Up until around 30 years ago, in the days of paper patient files, doctors were on pedestals and patients generally did as they were told, in a more patriarchal model of patient care. Over 2,400 years ago, Hippocrates wrote: “The physician ought also to be confidential, very chaste, sober, not a winebibber, and he ought to be fastidious in everything, for this is what the profession demands.”
Since Hippocrates, bedside manners have varied greatly. From low points during early 18th century England, when a motley crew of physicians, barber surgeons, apothecaries and quacks “treated” patients with dirty hands and instruments, selling a range of useless powders and potions, to the more austere and conventional late Victorian age, as medicine progressed towards being one of the most universally respected professions.
Before the first wide-scale use of effective antibiotics from the 1940s, it has been said that medical history was for the most part the history of placebos. The art of medicine, incorporating bedside manner, was often all that either doctor or patient could rely on.
Today, medical professionals are technocrats, consulting with the help of software packages linked to powerful databases and search engines. Patients rightly expect doctors to listen to their health concerns, do appropriate physical examinations and tests, and provide up to date, expert treatment advice.
We recognise a successful consultation with our doctor when we leave the surgery with a practical solution to our problem and a vibe that we have been an equal and respected partner in making health decisions.
Likewise, we know what happens when it all goes terribly wrong: the doctor didn’t listen, you were rushed through the consultation, or you were given some medication but little in the way of advice.
Teaching doctor communication
Medical students are taught a lot about communication during their studies. At my university for example, from year one of the graduate medical program, students are given regular feedback on ideal “doctor-patient” interactions from clinical teachers and from “standardised patients”, the hundreds of community volunteers from all walks of life who play the role of patients at the medical school.
Medical students are taught the skills with which to put their patient at ease, to take a comprehensive history relevant to the problem, and how to explore the biological, psychological and social aspects of a particular health issue for that person.
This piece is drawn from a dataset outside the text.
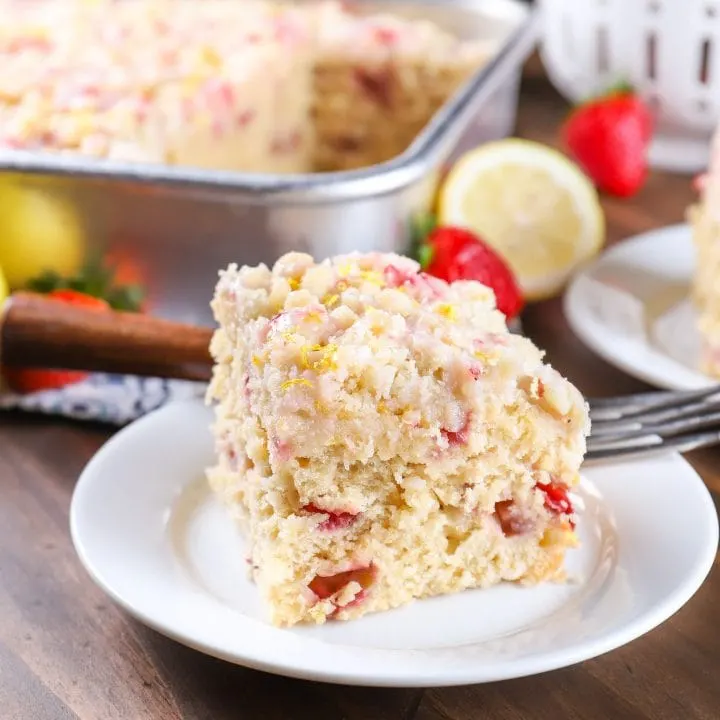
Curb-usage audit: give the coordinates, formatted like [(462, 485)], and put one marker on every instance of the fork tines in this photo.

Beginning from when the patient walks in, students are taught to employ open body language, polite and friendly introductions to establish rapport, to reassure regarding confidentiality, and to structure their questions in a logical and sensitive manner.
Even in their final year clinical examinations, 10% of the marks given to each student are from standardised patients, based on how likely they felt it was they would want to see the student again as their doctor.
There’s also evidence good bedside manner can benefit the patient, either from care that aims to build positive expectations, or from emotionally supportive care.
A study of patients with high blood pressure told to expect a higher repeat blood pressure reading revealed higher levels than those of similar patients told their second reading would be the same or reduced.
Studies of patients with breast cancer have identified a number of beneficial effects of doctors’ positive communication style. Providing treatment choice, involving patients in decision making, or touching the patient’s hand and providing support, may reduce long term anxiety and depression, contribute to higher quality of life, or even improve physical functioning.
Later in the medical course, students observe their clinical teachers to get a better grasp on patient communication. It’s vital students have excellent modelling of care for a patient in distress, or the considered, compassionate breaking of bad news to a patient.
How much empathy is too much?
This role modelling can be a double-edged sword. Many experienced doctors have evolved superb knowledge, skill and empathy towards their patients, and provide wonderful role models. However, as with any profession, there can also be negative role modelling, which can have a powerful impact on professional development, including bedside manner.
There is some evidence that as medical students evolve into medical professionals, they may experience an erosion of empathy.
The quandary for medical educators, and individual doctors, is how to develop the best balance of empathy with clinical competence. An ability to temporarily suppress empathy may assist the doctor’s brain to perform high level cognitive tasks and to emotionally detach while managing complex medical problems.
The practical ability of a surgeon operating on a brain aneurysm is obviously paramount, if they were thinking about their empathy for the patient in this moment they would not be able to perform in surgery. Another part of the puzzle is that, over time, risk of burnout and negative mental health effects may be greater for more empathetic doctors.